Mais néanmoins de bonnes raisons de rester optimiste

Il faut bien envisager que l’année 2016 constitue une année charnière en matière de cybercriminalité, et plus encore en considérant une cybercriminalité en phase d’industrialisation ; et si cet état de fait désole les observateurs pessimistes, d’autres y voient un nouveau défi à relever.

Le concept de Blockchain[xiv] se dresse comme un nouveau rempart face à la cybercriminalité en permettant de désintermédier la plupart des « tiers de confiance » centralisés (hébergeurs, métiers de banques, assurances, notaires, santé…) par des systèmes informatiques distribués. Son champ d’application est immense et reste à exploiter, et porter une attaque contre ce réseau est une aventure coûteuse. Il faudrait disposer d’une puissance de calcul équivalente à la puissance totale du projet bitcoin, soit approximativement 1.400.000 Téra HASH au mois de juin 2016, plus un petit delta (Attaque dite 51%). La mobilisation de telles ressources aurait un coût approximatif de 5,6 milliards de dollars[xv]. On ne voit pas bien quelle organisation aurait intérêt à investir dans un tel projet.

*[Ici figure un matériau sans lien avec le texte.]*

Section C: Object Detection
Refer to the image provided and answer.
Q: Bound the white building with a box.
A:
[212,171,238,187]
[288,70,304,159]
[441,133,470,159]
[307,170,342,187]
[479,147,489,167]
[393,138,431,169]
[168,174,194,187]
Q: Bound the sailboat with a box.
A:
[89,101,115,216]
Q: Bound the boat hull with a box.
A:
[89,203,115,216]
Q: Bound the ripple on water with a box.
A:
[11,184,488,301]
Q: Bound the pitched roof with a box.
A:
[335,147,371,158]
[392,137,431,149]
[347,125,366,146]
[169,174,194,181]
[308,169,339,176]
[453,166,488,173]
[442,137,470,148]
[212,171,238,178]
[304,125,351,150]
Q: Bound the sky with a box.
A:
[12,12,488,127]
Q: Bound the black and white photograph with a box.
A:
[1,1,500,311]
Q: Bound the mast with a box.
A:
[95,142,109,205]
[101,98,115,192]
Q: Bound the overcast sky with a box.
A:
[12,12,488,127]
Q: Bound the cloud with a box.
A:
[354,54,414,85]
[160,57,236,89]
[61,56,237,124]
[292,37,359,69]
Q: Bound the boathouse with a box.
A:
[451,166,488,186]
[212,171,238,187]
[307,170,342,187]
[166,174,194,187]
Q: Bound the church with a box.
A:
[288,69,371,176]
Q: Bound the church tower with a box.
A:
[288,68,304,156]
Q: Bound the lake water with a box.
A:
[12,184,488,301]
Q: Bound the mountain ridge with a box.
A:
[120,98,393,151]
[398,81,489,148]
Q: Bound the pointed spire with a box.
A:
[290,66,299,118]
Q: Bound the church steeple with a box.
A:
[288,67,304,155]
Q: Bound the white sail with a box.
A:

[i] PWC – Global economic crime survey 2016

[ii] Symantec – Internet Security Threat – April 2016

[iii] Wooxo – Les entreprises françaises face à la cybercriminalité

[iv] Le rapport de référence annuel de l’UIT du 30 novembre 2015 – UIT est l’institution spécialisée des Nations Unies pour les technologies de l’information et de la communication (TIC).

[v] Gartner – Novembre 2015

[vi] Etude IDC – Digital Universe 2014

[vii] Estimation Kaspersky Lab. Cryptolocker est un logiciel malveillant découvert en 2013. Ce rançongiciel se diffuse principalement via des mails infectés et s’active à l’ouverture d’une pièce jointe attachée. Une fois activé, il chiffre les données présentes sur le poste et demande une rançon à l’utilisateur au travers d’une boîte de dialogue.

[viii] Trustwave : Rapport Global Security 2015

[ix] OCLCTIC : L’Office Central de Lutte contre la Criminalité liée aux Technologies de l’Information et de la Communication a été créé le 15 mai 2000

IRCGN : Département informatique et électronique de l’Institut de Recherche Criminelle de la Gendarmerie nationale

SRRJD : Département cybercriminalité du service technique de recherches judiciaires et de documentation de la Gendarmerie Nationale

[x] Botnets : Réseau de robots, de machines zombies manipulées à distance par des pirates informatiques

[xi] Bureau des Traités du Conseil de l’Europe : STCE N°185 – Budapest 23/11/2001 entré en vigueur le 01/07/2004

[xii] En juin 2013, Edward Snowden révélait les agissements abusifs de l’Agence Nationale de Sécurité (NSA), les États-Unis procédant à une surveillance de masse des communications et partageant ces informations avec l’Australie, le Canada, la Nouvelle-Zélande et le Royaume-Uni au sein de l’alliance dite des « Cinq yeux ».

[xiii] (APT – Advanced Persistant Threat)

[xiv] Une blockchain est une base de données distribuée qui gère une liste d’enregistrements protégés contre la falsification ou la modification par les nœuds de stockage appelés «mineurs».